Well, maybe breaking a string at Albert's Hall wasn’t such a disaster, after all. Danny didn’t want me to use the Fender guitar that was displayed on the stage (it’s going to be some kind of prize, I guess). He says “you don’t want to use that guitar – it’s not set up, it’s not in tune. . .” Well, what the hell is it doing on the stage??? Anyway, Gayle Ackroyd had been sitting next to me in the audience and she offers me her Telecaster so I managed with that – I haven’t seen the video yet, but I hope the camera wasn’t on me when I took a solo on the Tele, because when I flicked the switch to the treble position and start to play, there was no sound so I missed the first part of the solo. Anyway, back to Gayle Ackroyd. The following night I was going to see Pinetop Perkins, but the show was cancelled and I remembered Gayle saying that she conducted a songwriter’s workshop so I popped in there and found a small room with a dozen middle-aged bearded guys with their guitar cases and Gayle. She didn’t recognize me from Albert’s Hall but she did invite me to sing a couple of songs and when I did it went over very well (one guy came up and said “Where the hell have you been?” But the reality came striking home when the waitress came around collecting the $3.00 cover charge. I said “but I’m performing. . .” and she says “It’s still three dollars!” I think I have just climbed aboard the “pay-to-play” circuit. Then Gayle invites me to be the featured performer in two weeks. “Great” I say, “and, uh. . . how much would one be paid for that?”. . . She looks slightly embarrassed and says there’s no money. “Do I still have to pay the three dollars?” I ask. And she’s relieved to tell me that I won’t have to pay that. I may even try to wrangle a free beer. Big Time.

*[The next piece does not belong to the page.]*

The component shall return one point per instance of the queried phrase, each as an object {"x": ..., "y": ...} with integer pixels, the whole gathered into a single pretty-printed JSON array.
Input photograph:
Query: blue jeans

This town has Blues Jams happening every night in one bar or the other, and now I know why. The club only has to pay one person and they get ten others playing for free. Not only that, they charge you admission and expect you to pay the full rate for beer. Actually, I was told that at Grossmans, if you do a good set the host will bring around a tray of beers (but you don’t get to say what kind you want – in fact, I bet they just collect the beers that are left on tables, top them up, and then pass them out to the musicians).
Real life Blues Vignette: On the first warm day in a while, I look out my window to see a little local colour. Some fifty-year old fart has taken out his big white convertible (with the top down) and put on his Florida outfit (white shoes & pants – I don’t think he was wearing an ascot but it looked like he should). Anyway, he has parked his big boat right at the streetcar stop – everyone knows that’s an instant ticket. I see his lady friend coming out of the Shamrock Tavern. She is young, blonde and busty and as she is getting in the passenger seat, she sees the ticket on the windshield (I told you so). She gets out of the car, tears the ticket in half with a great flourish and throws it on the ground. Then she thinks better of it and picks up the two halves, looks at them this time, then throws them into the back seat as her fella comes back to the car and they drive off. Do you think they paid the ticket?